Hilal daha fazla diretmeyerek Leon'a uydu. "Müsaade edin de kaftamını giyeyim."
"Çabuk olun." Leon kırılan tekerlekten dolayı sağa çökmüş faytondan atladı.
"Teğmen! Beklediğimiz adam bu gece gelmeyecek."
"Ama nasıl olur. Malumat sağlam yerden gelmişti."
"Her malumata inanırsanız böyle olur. Önünü ardını araştırmadınız mı!"
Hilal, Leon'un sinirlenişi gördükçe kendini gülümsemekten alamıyordu. Ne olduysa bekledikleri gerçekleşmemişti. Yunan'ın aleyhine olan Türklerin lehine demekti. Hilal bordo kenarlari kalın kürklü olan pelerinini geçirdi üzerine şapkası ile saçlarını güzelce örttü. Leon'un ona uzanan elinin yardımını almadan faytondan indi.
Diğer askerler bu güzel genç hanımı sürmekten çekinmiyordu. Kimisinin arsız bakışları Hilal'i rahatsız etmişti. Bu durumdan en az Hilal kadar rahatsız olan biri daha vardı. Biri cok güzel olduğundan bahsediyordu. Diğeri daha önce nasıl görmediğine hayıflanıyordu bir öbürünün aklından keske Yüzbaşı burada olmasa diye geçiriyor peşi sıra çirkin düşüncelerini yüzüne yansıtıyordu.
"Dönün önünüze kesin fısıldaşmayı!" Leon'un kendi anadilinde söylediklerini anlam veremeyen Hilal omuz silkti.
"Buyrun atıma bineceğiz." Hilal, Leon'un eliyle işaret ettiğe ata bakıp tek kaşını kaldırdı. "Bineceğiz?"
"Siz ve ben?"
"Kafayı yemişsiniz hepiniz. Yok yere faytonumuzu kullanılmaz hale getirdiniz. Birde neden olduğunu bilmediğim bir şekilde apar topar karakola götürülüyorum hiç bir açıklama yapılmıyor. Yabancı bir adam ile ayni ata bineceğim söyleniyor ölürüm de binmem."
"At kullanmayı bilmiyorsunuzdur. Bu soğukta yolumuz uzun sizin yürümenizi bekleyecek kadar da boş vaktimiz yok. Şimdi binin dedim şu ata." Leon hiç sesini yükseltmek itemesede askerlerin yanında itibarını korumak için böyle davranmak zorunda kalıyordu. Ayse korkudan titrerken Hilal'in içinde ise hic korku yoktu, biliyorduki bu Yüzbaşı kendisine zarar verecek olsa çoktan bunu yapardı. Küçümseyici bir gülüş ile gösterdiği ata ilerleri.

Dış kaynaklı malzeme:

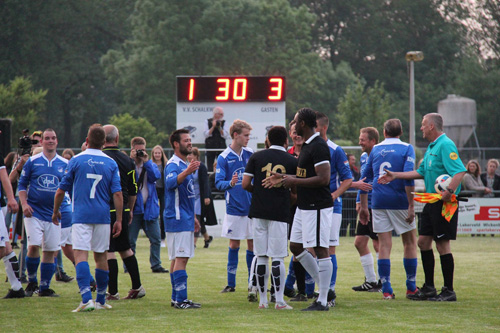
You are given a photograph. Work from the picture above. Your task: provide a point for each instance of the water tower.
(460, 118)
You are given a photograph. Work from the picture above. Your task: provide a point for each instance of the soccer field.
(477, 270)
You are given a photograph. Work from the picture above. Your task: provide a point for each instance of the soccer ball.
(442, 182)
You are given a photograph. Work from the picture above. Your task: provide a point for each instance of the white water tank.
(460, 118)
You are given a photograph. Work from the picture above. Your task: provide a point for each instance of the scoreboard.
(259, 100)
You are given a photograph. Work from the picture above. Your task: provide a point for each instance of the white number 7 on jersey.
(97, 179)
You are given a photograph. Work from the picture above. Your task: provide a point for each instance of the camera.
(25, 143)
(140, 153)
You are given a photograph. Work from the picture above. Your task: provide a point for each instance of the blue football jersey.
(92, 177)
(394, 155)
(237, 199)
(340, 171)
(179, 198)
(41, 178)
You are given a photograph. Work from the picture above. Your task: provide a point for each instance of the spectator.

Leon yardımcı olmak için öne çıkmıştı. Elinin tersi çekilmesini işaret etti, pelerinini geriye savurdu tek hamlede atın üzerine oturup kayışı eline aldı atı yarım daire çevirerek Leon'a yukarıdan baktı.
"Atınızı ödünç alıyorum. Kırdığınız faytonuma sayın." Ayseyi arkasına alıp atı ilerletmeye başladı.
Ona olan hayranlık ile parıldayan kehribar gözler gülümsüyordu. Hilal'in pelerini rüzgarda dalgalanıyordu genç kadın usta hareketler ile atı kontrol ediyor sık ağaçların arasında ay ışığının aydınlattığı toprak yolda ilerliyordu. Gecenin ona sunacakları henüz bitmemişti. Esas hikaye asıl şimdi başlıyordu.